Early airplanes were a mess. Human flight was new, and as technology moved from “a barely functioning jumble of cloth, wire, and engines” to “deadly war machines” in less than a decade, all sorts of wacky configurations were attempted along the way. One of these early innovations was the truss, a support structure connecting the wing to the body of the plane, which can still be seen in small, prop-driven planes to this day. Jet planes mostly moved away from the design, but now NASA wants to … brace yourself … bring it back.
These new trusses brace the wing so that it can be longer, thinner, and lighter, while still supporting a plane. From NASA:
Researchers expect the lighter weight, lower drag truss-braced wing to reduce both fuel burn and carbon emissions by at least 50% over current technology transport aircraft, and by 4 to 8% compared to equivalent advanced technology conventional configurations with unbraced wings.

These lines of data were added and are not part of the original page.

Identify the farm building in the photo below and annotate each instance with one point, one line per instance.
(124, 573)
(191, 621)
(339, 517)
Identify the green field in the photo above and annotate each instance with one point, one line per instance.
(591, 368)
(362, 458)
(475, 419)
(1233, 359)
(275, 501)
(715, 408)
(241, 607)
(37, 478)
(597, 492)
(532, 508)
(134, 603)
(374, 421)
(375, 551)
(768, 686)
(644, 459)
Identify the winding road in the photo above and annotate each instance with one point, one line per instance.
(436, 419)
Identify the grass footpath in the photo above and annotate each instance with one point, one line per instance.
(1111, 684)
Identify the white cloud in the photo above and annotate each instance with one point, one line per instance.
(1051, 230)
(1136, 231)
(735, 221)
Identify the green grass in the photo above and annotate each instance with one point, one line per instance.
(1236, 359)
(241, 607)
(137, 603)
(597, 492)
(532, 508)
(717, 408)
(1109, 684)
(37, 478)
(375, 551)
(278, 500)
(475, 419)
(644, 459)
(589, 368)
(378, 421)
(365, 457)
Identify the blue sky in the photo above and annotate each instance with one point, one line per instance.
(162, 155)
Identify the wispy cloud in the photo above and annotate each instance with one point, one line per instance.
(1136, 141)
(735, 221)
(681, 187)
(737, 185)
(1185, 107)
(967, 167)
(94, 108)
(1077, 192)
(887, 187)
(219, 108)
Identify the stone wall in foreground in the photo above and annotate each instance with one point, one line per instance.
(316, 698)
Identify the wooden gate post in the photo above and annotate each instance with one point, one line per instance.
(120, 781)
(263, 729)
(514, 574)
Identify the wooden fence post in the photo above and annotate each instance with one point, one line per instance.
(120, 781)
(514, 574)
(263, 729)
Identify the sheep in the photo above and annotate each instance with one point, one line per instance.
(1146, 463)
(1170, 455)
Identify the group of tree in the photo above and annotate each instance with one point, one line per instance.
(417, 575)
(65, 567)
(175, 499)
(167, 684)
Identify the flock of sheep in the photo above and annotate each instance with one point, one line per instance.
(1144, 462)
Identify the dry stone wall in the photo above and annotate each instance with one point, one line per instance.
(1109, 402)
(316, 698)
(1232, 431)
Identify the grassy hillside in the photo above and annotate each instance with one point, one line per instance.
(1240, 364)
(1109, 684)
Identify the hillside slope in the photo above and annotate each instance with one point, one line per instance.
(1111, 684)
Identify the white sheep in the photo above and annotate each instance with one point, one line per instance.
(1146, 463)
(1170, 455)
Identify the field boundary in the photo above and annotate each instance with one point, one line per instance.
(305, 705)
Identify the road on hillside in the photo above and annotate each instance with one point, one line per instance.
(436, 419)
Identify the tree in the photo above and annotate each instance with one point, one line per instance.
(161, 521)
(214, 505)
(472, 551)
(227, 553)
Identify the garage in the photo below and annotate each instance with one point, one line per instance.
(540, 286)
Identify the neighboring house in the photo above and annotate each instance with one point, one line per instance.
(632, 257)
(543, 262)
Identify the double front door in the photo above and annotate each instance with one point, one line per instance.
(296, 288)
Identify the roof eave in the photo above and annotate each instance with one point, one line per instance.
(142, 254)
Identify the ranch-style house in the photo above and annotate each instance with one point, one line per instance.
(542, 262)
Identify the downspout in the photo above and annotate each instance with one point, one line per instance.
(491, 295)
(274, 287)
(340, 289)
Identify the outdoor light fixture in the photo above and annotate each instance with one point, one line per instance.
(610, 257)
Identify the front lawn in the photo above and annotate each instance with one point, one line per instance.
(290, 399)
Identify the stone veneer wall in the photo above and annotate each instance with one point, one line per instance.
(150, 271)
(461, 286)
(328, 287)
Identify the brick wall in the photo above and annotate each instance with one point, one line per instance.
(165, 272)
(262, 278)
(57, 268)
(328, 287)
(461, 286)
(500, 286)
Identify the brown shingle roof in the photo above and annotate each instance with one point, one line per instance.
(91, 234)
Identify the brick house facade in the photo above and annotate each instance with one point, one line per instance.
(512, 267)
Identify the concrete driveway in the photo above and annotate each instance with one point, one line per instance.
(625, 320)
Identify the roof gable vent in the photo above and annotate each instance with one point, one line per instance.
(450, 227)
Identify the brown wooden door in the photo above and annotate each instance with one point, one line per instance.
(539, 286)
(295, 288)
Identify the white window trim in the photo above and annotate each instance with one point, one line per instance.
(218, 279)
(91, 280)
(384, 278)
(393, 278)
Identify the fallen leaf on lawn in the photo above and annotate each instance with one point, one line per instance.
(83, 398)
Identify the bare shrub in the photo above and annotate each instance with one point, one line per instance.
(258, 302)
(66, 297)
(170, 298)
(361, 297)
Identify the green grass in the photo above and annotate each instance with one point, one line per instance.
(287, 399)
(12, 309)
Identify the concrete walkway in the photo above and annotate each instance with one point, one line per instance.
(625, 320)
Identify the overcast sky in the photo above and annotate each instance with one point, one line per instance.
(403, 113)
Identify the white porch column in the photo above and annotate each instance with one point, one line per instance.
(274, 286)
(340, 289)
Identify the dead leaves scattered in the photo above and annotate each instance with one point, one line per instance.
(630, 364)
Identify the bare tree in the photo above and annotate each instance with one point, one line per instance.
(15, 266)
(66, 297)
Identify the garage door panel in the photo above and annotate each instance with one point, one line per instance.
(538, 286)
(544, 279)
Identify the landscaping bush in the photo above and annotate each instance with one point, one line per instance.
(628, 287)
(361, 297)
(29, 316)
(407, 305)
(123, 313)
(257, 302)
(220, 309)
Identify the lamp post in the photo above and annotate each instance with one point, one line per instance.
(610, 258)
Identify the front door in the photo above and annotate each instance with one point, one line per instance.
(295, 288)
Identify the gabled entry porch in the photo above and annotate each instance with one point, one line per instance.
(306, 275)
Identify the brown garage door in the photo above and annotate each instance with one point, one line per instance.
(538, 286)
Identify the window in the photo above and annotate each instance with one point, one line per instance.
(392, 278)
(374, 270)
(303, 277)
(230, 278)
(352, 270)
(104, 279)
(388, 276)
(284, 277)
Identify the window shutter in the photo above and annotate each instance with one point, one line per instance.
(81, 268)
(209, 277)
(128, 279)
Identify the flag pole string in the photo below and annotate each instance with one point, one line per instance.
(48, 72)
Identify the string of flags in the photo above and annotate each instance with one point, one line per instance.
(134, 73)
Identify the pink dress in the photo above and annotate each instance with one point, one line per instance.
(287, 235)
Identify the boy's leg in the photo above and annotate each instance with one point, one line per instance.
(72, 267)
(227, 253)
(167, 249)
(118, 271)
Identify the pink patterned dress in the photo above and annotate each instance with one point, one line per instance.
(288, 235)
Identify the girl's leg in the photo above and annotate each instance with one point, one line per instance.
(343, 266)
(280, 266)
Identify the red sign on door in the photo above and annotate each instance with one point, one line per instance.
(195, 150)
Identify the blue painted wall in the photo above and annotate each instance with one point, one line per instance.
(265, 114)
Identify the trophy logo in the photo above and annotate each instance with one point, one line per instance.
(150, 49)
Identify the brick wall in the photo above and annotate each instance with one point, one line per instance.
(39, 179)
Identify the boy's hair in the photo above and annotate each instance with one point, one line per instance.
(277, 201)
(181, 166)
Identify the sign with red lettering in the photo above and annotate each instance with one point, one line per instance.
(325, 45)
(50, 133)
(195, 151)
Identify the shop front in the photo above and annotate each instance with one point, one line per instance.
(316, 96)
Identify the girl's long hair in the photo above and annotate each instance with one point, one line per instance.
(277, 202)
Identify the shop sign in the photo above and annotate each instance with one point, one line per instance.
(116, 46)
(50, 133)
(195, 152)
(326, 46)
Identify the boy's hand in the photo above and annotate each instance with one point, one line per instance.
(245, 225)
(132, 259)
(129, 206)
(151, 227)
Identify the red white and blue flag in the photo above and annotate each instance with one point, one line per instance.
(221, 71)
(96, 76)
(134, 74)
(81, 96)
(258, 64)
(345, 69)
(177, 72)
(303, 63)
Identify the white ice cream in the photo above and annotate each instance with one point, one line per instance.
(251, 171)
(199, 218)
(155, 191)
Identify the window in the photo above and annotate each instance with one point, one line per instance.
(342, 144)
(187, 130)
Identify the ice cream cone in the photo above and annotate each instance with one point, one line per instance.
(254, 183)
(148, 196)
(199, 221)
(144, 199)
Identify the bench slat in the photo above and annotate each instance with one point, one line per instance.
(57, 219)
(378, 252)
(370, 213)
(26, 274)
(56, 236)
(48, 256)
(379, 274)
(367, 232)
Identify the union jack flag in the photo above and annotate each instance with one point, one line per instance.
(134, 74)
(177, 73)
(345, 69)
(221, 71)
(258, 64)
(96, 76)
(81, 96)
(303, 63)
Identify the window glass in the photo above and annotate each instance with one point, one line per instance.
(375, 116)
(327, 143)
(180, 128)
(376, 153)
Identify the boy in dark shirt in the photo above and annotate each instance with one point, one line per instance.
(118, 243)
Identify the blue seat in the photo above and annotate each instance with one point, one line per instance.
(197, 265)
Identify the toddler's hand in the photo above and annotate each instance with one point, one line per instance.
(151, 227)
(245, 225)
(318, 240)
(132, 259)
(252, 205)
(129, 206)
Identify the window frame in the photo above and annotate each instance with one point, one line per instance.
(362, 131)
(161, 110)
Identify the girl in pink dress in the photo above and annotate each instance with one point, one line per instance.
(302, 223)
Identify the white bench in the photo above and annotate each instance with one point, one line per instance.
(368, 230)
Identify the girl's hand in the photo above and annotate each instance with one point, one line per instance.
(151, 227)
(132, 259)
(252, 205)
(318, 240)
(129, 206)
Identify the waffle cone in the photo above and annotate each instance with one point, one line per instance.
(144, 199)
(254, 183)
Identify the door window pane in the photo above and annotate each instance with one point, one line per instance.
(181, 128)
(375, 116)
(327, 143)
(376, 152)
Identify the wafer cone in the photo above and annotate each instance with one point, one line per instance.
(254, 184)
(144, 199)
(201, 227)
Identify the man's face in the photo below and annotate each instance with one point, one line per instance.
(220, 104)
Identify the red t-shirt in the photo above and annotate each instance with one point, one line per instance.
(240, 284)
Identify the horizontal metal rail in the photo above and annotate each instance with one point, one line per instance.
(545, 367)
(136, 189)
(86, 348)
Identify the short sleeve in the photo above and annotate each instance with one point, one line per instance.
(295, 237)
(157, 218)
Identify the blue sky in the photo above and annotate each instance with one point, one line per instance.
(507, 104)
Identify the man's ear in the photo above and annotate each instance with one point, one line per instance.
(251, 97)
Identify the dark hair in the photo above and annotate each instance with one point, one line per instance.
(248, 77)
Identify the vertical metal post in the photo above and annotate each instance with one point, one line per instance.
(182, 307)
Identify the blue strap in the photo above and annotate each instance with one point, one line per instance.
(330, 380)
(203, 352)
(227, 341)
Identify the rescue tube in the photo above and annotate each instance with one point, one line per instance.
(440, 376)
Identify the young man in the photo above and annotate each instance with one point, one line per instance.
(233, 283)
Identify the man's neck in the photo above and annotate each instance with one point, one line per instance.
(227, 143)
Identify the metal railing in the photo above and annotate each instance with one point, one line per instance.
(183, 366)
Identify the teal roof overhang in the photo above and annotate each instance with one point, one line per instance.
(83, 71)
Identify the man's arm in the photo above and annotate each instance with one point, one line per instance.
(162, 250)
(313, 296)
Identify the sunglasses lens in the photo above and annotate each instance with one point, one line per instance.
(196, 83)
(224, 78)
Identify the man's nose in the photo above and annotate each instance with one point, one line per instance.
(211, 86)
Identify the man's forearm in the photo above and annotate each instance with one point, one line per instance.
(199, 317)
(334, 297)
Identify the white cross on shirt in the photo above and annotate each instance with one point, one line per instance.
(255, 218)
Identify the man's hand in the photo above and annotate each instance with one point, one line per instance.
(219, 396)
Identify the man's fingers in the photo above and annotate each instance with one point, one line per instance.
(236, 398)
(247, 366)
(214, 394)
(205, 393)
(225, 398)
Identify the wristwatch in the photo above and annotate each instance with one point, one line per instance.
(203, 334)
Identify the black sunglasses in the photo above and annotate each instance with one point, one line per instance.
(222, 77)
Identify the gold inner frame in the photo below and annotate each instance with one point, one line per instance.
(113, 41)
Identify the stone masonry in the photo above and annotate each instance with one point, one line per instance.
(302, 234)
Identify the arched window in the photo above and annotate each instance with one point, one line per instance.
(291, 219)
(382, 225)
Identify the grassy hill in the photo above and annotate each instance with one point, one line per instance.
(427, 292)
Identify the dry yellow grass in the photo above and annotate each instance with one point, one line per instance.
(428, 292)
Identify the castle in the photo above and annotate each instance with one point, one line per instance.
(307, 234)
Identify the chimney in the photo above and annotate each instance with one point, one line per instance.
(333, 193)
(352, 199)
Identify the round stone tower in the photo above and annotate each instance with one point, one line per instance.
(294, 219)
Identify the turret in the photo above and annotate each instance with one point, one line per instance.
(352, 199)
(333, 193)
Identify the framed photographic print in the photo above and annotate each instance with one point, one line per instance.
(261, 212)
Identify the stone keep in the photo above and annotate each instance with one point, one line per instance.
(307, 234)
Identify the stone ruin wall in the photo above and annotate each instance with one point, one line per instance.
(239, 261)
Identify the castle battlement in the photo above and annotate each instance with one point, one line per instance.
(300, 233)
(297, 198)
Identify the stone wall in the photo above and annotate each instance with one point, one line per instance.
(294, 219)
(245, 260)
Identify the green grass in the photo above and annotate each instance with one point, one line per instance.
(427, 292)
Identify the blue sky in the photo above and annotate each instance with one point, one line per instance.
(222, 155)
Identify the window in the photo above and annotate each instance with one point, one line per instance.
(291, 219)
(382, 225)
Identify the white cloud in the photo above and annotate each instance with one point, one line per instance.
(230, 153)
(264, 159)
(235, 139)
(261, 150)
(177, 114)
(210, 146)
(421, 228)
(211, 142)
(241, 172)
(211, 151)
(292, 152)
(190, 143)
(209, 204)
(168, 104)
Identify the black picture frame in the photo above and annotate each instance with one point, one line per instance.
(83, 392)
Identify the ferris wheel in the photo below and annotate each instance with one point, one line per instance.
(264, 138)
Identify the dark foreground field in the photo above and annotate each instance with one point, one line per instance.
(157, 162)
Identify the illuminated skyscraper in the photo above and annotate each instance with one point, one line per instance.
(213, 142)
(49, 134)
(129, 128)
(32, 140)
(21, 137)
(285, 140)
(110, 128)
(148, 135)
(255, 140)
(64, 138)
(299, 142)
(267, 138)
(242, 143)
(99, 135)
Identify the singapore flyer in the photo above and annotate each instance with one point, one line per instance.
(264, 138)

Using computational results showing how air would flow around the model, they modify the dimensions and shape of the wing and truss to improve areas that may generate undesirable air flow that would increase drag and reduce lift. Then engineers test models in a wind tunnel using multiple experimental techniques to validate the computations and aircraft performance predictions.
Trusses allow for bigger wings, which means more lift. But there are still some truss issues: the truss itself adds drag, but if well designed, that should be more than offset by the improved wings the plane offers. Besides the fuel efficiency and reduced emissions, there’s a hidden, silent benefit: the wings should be quieter, which is great for anyone who doesn’t love the sound of roaring jets overhead.